Question

x² – 7x – 18 = 0, x =$\sqrt{3}$ , – 2, 4

Answer 1

We are given a quadratic equation x² – 7x – 18 = 0 and the values of x as x =$\sqrt{3}$ , – 2, 4
we have to determine if the given values of x satisfy the quadratic equation

On substituting x =$\sqrt{3}$ in L.H.S. of the given equation, we get
L.H.S. = $(\sqrt{3}{)}^2-7(\sqrt{3})-18$
= 3 – 7$\sqrt{3}$ – 18
= –15 – 7$\sqrt{3}$
=> L.H.S. $\ne$ R.H.S.
Thus, x = $\sqrt{3}$ does not satisfy the given equation.
Therefore, x =$\sqrt{3}$ is not a root of the given quadratic equation.

On substituting x = –2 in L.H.S. of the given equation, we get
L.H.S. = (–2)² – 7(–2) – 18
= 4 + 14 – 18
= 0
=>L.H.S. = R.H.S.
Thus, x = –2 satisfies the given equation.
Therefore, x = –2 is a root of the given quadratic equation.

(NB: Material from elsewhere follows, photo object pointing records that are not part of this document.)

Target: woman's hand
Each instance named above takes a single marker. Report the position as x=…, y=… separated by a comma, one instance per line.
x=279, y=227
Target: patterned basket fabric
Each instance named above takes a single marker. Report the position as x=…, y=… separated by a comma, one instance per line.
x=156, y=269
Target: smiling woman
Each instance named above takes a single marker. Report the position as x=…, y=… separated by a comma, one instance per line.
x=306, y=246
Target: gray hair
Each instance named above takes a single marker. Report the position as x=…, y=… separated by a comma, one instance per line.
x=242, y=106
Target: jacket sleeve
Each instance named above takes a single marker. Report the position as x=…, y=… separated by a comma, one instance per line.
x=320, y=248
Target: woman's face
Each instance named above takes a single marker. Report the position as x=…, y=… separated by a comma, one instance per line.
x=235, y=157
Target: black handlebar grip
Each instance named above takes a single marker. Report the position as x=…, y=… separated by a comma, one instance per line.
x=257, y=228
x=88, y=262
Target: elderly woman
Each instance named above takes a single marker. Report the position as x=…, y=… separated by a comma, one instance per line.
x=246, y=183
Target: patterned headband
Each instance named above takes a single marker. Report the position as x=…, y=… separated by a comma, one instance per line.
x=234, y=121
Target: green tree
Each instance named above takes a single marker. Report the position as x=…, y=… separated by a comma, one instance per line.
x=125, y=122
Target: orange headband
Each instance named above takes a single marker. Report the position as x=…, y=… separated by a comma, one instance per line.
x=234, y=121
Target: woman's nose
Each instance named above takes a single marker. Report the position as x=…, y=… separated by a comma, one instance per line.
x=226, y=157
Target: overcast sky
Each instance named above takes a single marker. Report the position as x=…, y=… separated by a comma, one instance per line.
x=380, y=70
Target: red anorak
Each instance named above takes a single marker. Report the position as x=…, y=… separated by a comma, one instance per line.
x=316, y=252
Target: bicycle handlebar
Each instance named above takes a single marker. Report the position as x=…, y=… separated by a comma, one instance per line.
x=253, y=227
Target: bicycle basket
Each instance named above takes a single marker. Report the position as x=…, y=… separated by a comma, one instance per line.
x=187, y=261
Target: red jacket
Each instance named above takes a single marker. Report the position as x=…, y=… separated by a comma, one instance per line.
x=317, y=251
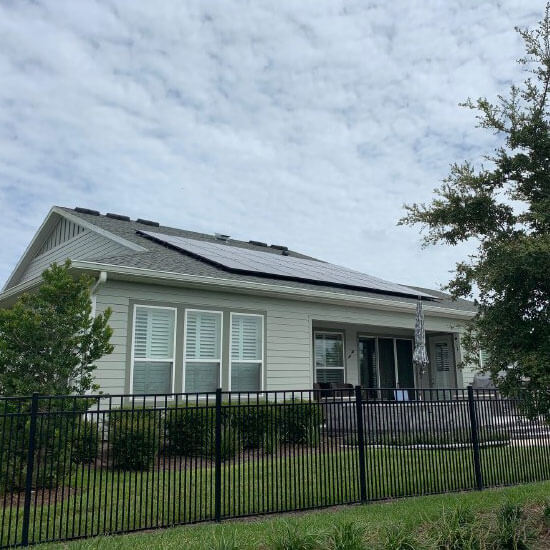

On substituting x = 4 in L.H.S. of the given equation, we get
L.H.S. = (4)² – 7(4) – 18
= 16 – 28 – 18
= –30
=> L.H.S. $\ne$ R.H.S.
Thus, x = 4 does not satisfy the given equation.
Therefore, x = 4 is not a root of the given quadratic equation.